Aina Toyin, Salifu Ali A, Kizhakkepura Sonu, Danyuo Yiporo, Obayemi John D, Oparah Josephine C, Ezenwafor Theresa C, Onwudiwe Killian C, Ani Chukwuemeka J, Biswas Suchi S, Onyekanne Chinyerem, Odusanya Olushola S, Madukwe Jonathan, Soboyejo Winston O
Department of Materials Science and Engineering, African University of Science and Technology, Abuja, Nigeria.
Department of Mechanical and Materials Engineering, Worcester Polytechnic Institute, Worcester, Massachusetts, USA.
J Biomed Mater Res B Appl Biomater. 2023 Mar;111(3):665-683. doi: 10.1002/jbm.b.35185. Epub 2022 Oct 31.

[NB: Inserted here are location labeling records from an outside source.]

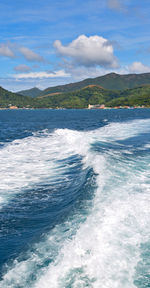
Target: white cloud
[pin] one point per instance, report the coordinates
(138, 67)
(6, 51)
(22, 68)
(89, 51)
(30, 55)
(41, 75)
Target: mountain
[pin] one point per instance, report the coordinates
(97, 95)
(139, 96)
(110, 81)
(8, 99)
(33, 92)
(91, 94)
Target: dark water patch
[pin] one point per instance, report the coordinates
(19, 124)
(33, 213)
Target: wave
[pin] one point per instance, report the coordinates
(100, 245)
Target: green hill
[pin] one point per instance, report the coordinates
(110, 81)
(132, 97)
(8, 99)
(33, 92)
(81, 98)
(78, 99)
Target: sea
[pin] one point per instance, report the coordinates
(75, 198)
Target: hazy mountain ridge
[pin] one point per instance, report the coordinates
(110, 81)
(33, 92)
(81, 98)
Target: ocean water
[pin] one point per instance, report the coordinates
(75, 198)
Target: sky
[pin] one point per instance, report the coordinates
(48, 43)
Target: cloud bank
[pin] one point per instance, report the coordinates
(30, 55)
(89, 51)
(6, 51)
(138, 67)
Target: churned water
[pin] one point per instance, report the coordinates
(75, 198)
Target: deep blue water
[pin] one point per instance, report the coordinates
(74, 198)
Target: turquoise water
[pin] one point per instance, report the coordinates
(75, 198)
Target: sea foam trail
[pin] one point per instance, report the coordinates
(106, 248)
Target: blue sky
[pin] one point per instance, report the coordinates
(47, 43)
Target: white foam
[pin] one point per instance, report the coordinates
(106, 248)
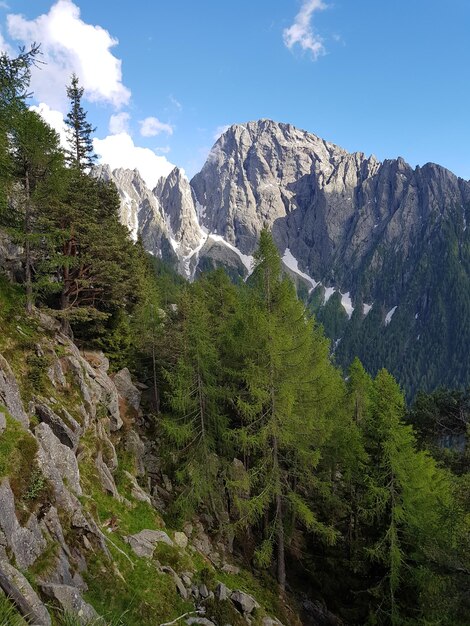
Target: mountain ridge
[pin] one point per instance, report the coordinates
(354, 232)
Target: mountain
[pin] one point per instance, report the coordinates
(379, 250)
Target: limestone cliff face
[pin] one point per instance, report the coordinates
(386, 243)
(82, 495)
(332, 209)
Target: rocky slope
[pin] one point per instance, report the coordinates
(379, 250)
(82, 498)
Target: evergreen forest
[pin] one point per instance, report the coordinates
(327, 484)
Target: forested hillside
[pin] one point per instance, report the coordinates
(291, 491)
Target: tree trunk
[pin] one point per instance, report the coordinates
(27, 247)
(281, 558)
(155, 387)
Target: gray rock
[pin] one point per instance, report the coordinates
(26, 543)
(136, 490)
(97, 360)
(127, 390)
(244, 602)
(69, 599)
(228, 568)
(57, 460)
(222, 592)
(186, 578)
(69, 435)
(144, 542)
(181, 540)
(15, 585)
(178, 582)
(134, 444)
(10, 394)
(11, 257)
(140, 210)
(105, 477)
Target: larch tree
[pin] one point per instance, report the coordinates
(286, 385)
(37, 163)
(80, 155)
(197, 422)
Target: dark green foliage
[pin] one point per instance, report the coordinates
(80, 155)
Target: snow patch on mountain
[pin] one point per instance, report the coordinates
(346, 303)
(291, 262)
(388, 317)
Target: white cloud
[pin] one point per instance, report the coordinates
(220, 130)
(5, 47)
(55, 119)
(301, 32)
(70, 45)
(151, 126)
(120, 151)
(119, 123)
(163, 149)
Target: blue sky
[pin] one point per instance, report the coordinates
(381, 77)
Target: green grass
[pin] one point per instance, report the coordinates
(18, 450)
(9, 616)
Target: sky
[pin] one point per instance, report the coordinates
(163, 78)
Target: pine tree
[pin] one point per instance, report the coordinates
(197, 423)
(14, 83)
(80, 154)
(37, 163)
(286, 391)
(407, 503)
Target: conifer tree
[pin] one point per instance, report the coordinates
(407, 503)
(37, 163)
(80, 155)
(197, 422)
(14, 83)
(286, 392)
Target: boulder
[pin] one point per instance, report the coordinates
(68, 435)
(105, 476)
(127, 390)
(15, 585)
(136, 490)
(270, 621)
(134, 444)
(144, 542)
(26, 543)
(180, 539)
(222, 592)
(178, 582)
(245, 603)
(10, 394)
(57, 460)
(70, 600)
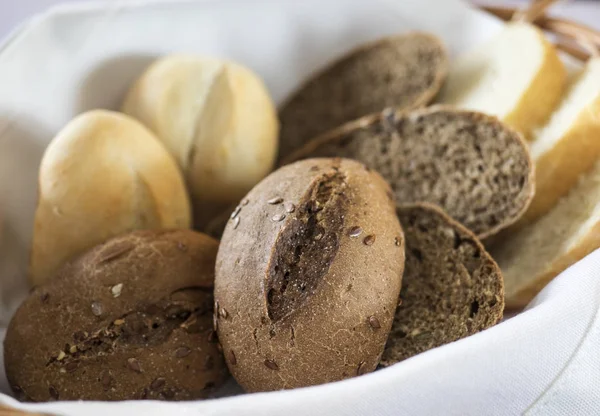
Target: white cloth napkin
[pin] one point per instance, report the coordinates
(545, 361)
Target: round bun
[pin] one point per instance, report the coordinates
(216, 118)
(308, 276)
(130, 319)
(102, 175)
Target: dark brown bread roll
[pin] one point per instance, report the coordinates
(472, 165)
(130, 319)
(308, 276)
(452, 288)
(404, 71)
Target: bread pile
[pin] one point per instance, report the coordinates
(363, 249)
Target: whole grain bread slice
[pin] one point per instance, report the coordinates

This article presents silica nanoparticles for the sustained release of AMACR antibody-conjugated and free doxorubicin (DOX) for the inhibition of prostate cancer cell growth. Inorganic MCM-41 silica nanoparticles were synthesized, functionalized with phenylboronic acid groups (MCM-B), and capped with dextran (MCM-B-D). The nanoparticles were then characterized using Fourier-transform infrared spectroscopy, scanning electron microscopy, transmission electron microscopy, zeta potential analysis, nitrogen sorption, X-ray diffraction, and thermogravimetric analysis, before exploring their potential for drug loading and controlled drug release. This was done using a model prostate cancer drug, DOX, and a targeted prostate cancer drug, α-Methyl Acyl-CoA racemase (AMACR) antibody-conjugated DOX, which attaches specifically to AMACR proteins that are overexpressed on the surfaces of prostate cancer cells. The kinetics of sustained drug release over 30 days was then studied using zeroth order, first order, second order, Higuchi, and the Korsmeyer-Peppas models, while the thermodynamics of drug release was elucidated by determining the entropy and enthalpy changes. The flux of the released DOX was also simulated using the COMSOL Multiphysics software package. Generally, the AMACR antibody-conjugated DOX drug-loaded nanoparticles were more effective than the free DOX drug-loaded formulations in inhibiting the growth of prostate cancer cells in vitro over a 96 h period. The implications of the results are then discussed for the development of drug-eluting structures for the localized and targeted treatment of prostate cancer.
本文介绍了用于持续释放AMACR抗体偶联的阿霉素(DOX)和游离阿霉素以抑制前列腺癌细胞生长的二氧化硅纳米颗粒。合成了无机MCM-41二氧化硅纳米颗粒,用苯硼酸基团进行功能化(MCM-B),并用葡聚糖封端(MCM-B-D)。在探索其药物负载和控释潜力之前,使用傅里叶变换红外光谱、扫描电子显微镜、透射电子显微镜、zeta电位分析、氮吸附、X射线衍射和热重分析对纳米颗粒进行了表征。这是通过使用一种前列腺癌模型药物DOX和一种靶向前列腺癌药物——α-甲基酰基辅酶A消旋酶(AMACR)抗体偶联的DOX来完成的,该药物能特异性地附着在前列腺癌细胞表面过度表达的AMACR蛋白上。然后使用零级、一级、二级、Higuchi和Korsmeyer-Peppas模型研究了30天内药物持续释放的动力学,同时通过确定熵和焓的变化来阐明药物释放的热力学。还使用COMSOL Multiphysics软件包模拟了释放的DOX的通量。一般来说,在96小时的体外实验中,负载AMACR抗体偶联DOX的纳米颗粒在抑制前列腺癌细胞生长方面比负载游离DOX的制剂更有效。随后讨论了这些结果对开发用于前列腺癌局部和靶向治疗的药物洗脱结构的意义。